Encontró a Topaiari, rey de Aromaia, que frisaba 110 años y quien le entrega su hijo, llevado a Londres. Antes le pide “indicarle los pasajes más fáciles para entrar en las áureas tierras de Guayana”. Le halaga su poder para diferenciarse de los españoles. Pero aquél le exige olvidar a su país, para que le evite males mayores.
Es el trecho que, pasados los siglos quiso culminar Schomburgk, quien inventando sobre sus mapas linderos que trasvasan hacia las profundidades de la actual Venezuela, descubre en 1837 una flor que llama Victoria Regis en el río Berbice. Será el símbolo inaugural del largo reinado victoriano.
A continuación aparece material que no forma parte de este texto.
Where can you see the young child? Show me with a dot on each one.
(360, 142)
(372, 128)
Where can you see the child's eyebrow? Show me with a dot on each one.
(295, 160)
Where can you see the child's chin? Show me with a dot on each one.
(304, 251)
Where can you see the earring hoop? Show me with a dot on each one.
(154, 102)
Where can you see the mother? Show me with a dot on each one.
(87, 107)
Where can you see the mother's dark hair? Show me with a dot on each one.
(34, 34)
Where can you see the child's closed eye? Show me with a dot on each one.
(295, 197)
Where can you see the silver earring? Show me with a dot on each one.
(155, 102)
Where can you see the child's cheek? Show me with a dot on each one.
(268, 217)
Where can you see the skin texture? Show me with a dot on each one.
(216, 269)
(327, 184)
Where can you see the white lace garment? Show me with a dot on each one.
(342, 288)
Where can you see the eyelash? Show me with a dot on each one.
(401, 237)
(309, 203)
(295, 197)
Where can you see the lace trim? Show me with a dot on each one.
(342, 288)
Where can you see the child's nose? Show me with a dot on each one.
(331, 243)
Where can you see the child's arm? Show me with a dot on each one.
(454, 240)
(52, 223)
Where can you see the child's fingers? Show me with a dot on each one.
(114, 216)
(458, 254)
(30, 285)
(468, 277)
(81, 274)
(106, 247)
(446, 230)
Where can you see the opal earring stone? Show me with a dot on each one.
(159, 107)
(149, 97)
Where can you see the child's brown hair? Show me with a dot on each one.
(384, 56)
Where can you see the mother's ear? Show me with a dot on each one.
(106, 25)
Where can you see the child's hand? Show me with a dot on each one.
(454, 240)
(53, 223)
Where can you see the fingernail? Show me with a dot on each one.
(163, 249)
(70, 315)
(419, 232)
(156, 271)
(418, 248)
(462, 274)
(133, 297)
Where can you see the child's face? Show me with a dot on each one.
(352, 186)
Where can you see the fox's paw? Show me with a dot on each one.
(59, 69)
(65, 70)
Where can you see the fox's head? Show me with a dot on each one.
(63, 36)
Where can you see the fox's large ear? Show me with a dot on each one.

Los sabios del pasado siglo, según lo refiere Núñez, hablaban de ese Dorado o Manoa como disparate geográfico. “La república también proscribe los mitos”, afirma. Sin embargo, en el Almirantazgo Británico es lo que pesa y lo que le anima desde cuando se inicia el litigio arbitral, apoyados en el romántico viaje de Raleigh.
Mallet-Prevost, abogado de la causa venezolana en el equipo de Estados Unidos que nos defendiera en París, cuyo memorándum póstumo hizo posible reactivar la reclamación tras el infamante Laudo, recuerda el peso que tuvo ese mito, el de El Dorado o Manoa, durante las sesiones del tribunal. El abogado británico, frustrado, no lograba ver sobre el mapa de Visscher a la vieja ciudad.
Entretanto, el general Guzmán Blanco busca cerrarle el paso a la delirante ambición británica. Le entrega antes al norteamericano Cyrenius Fitzgerald una gran extensión entre el Delta y el Esequibo que luego traspasa, extrañamente, a un inglés, a George Turnbull.